To expound on the concept of the American caste system, Wilkerson divides it into eight pillars to break it down. Divine Will, which is essentially believing in the system as a natural law beyond the control of humankind, is one basis. It falls close to the idea of heritability that America and Nazi Germany utilized to determine social status by ancestry. She goes on to explore endogamy—practiced by most known caste systems—which is the deterrence of marriage between different castes. In America, it was practiced to prevent interracial unions in order to ensure the “purity” of the dominant social group. Another pillar is the occupational hierarchy that has been used to deny specific occupations to people of color proving the systemic racism since the Jim Crow era. Most importantly, she delves into the dehumanization and cruelty of the lower-caste, case in point, slavery and lynching of black people. All the pillars aim to illustrate the dynamic of superiority and inferiority that dwell in every sphere of American society.
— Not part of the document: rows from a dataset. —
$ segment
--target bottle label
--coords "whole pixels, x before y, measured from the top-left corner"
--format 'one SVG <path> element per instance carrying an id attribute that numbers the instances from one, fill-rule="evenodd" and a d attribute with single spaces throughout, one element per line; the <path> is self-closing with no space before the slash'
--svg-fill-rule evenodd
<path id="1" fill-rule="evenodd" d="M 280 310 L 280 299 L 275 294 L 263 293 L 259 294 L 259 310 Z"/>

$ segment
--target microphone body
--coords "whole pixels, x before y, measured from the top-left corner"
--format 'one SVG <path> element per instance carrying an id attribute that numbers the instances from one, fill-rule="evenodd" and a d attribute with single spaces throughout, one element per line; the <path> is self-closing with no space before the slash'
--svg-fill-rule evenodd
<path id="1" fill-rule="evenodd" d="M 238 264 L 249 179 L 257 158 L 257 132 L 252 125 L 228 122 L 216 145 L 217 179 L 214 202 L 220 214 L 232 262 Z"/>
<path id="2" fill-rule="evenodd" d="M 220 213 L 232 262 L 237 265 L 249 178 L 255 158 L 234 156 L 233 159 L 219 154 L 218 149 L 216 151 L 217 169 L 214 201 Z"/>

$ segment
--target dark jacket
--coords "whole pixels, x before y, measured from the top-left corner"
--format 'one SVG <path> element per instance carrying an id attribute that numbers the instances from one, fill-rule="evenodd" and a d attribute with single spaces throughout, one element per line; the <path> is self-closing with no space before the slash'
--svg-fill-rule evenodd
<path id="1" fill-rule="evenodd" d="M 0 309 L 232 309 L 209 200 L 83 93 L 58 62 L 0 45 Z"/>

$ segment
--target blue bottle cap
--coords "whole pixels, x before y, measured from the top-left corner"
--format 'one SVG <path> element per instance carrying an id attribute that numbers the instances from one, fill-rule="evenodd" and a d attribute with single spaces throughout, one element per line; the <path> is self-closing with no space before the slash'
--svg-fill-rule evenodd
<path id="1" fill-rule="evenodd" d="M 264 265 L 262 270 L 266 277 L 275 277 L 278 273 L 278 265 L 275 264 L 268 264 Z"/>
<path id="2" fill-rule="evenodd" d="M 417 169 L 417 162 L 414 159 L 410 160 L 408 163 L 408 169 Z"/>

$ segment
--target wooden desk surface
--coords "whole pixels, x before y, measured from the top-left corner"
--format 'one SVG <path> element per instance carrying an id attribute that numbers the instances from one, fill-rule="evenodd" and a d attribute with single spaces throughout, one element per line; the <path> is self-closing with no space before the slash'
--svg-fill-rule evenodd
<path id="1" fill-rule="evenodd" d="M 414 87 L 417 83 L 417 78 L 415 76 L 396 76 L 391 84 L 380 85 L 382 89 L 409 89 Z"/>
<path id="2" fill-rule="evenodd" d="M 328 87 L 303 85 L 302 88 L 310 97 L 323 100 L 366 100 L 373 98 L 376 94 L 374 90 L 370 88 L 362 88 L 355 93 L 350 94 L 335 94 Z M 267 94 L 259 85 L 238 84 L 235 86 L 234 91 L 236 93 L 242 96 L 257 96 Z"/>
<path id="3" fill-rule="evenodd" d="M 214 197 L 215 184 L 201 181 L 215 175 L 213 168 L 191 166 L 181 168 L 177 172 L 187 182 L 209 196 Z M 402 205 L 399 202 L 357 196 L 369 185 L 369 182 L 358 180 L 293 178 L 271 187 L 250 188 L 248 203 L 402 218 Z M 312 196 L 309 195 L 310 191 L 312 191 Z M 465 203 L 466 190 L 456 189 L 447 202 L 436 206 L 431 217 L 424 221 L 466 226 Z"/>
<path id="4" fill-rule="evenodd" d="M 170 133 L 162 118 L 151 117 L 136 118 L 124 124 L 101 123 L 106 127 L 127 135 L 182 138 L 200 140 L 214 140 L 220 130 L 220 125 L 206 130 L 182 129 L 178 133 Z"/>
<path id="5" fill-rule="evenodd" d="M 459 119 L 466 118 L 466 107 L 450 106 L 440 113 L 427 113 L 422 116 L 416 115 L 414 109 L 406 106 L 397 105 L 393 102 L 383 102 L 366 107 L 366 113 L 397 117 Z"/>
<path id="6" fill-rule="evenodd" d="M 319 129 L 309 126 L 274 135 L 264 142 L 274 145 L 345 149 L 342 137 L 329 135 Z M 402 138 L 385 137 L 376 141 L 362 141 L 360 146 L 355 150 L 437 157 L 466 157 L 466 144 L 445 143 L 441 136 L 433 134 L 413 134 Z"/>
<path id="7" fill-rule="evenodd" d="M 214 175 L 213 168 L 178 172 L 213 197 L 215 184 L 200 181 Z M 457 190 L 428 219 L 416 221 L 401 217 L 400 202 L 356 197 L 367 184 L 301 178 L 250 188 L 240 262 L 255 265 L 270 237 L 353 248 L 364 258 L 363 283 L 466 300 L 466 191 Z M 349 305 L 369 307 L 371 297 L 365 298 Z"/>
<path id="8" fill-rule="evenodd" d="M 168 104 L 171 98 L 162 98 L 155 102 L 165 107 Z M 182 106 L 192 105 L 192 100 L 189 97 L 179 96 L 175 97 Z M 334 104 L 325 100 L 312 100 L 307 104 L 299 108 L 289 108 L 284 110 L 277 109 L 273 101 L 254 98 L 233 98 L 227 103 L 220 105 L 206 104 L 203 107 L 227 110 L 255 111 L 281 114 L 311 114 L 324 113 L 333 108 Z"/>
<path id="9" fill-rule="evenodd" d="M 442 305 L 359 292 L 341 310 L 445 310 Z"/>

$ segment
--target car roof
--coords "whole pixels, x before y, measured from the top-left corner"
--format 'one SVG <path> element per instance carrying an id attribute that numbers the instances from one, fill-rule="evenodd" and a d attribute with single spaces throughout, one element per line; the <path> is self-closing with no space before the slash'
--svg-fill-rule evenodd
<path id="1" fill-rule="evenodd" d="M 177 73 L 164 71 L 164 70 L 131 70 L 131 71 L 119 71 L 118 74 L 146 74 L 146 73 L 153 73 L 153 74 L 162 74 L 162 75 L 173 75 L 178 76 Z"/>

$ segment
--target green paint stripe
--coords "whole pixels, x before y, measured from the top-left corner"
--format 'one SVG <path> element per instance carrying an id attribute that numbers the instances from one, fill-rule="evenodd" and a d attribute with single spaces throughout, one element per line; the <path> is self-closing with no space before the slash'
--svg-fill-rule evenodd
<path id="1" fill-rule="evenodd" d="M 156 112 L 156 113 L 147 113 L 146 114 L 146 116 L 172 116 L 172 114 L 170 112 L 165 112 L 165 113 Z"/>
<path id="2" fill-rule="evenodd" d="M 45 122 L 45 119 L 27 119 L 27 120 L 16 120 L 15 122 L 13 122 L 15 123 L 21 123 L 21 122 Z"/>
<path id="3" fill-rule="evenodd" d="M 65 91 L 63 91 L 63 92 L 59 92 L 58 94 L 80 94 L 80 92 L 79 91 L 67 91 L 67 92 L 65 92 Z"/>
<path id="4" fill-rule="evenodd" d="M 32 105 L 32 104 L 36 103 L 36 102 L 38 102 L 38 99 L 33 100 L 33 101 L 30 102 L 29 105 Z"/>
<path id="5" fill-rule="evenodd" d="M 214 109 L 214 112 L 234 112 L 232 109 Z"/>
Wilkerson focuses on the history of African-Americans through the laws and systems that dehumanized, oppressed, exploited, and persecuted the black populace. As such, exposes this caste system that runs deep beyond race even though it manifests as race-based discrimination. As a journalist, Wilkerson blends several subjects while connecting her personal experiences to prove the hidden yet obvious caste system. Joshunda Sanders of The Boston Globe stated “Should be required reading for generations to come…A significant work of social science, journalism, and history, Caste removes the tenuous language of racial animus and replaces it with a sturdier lexicon based on power relationships.”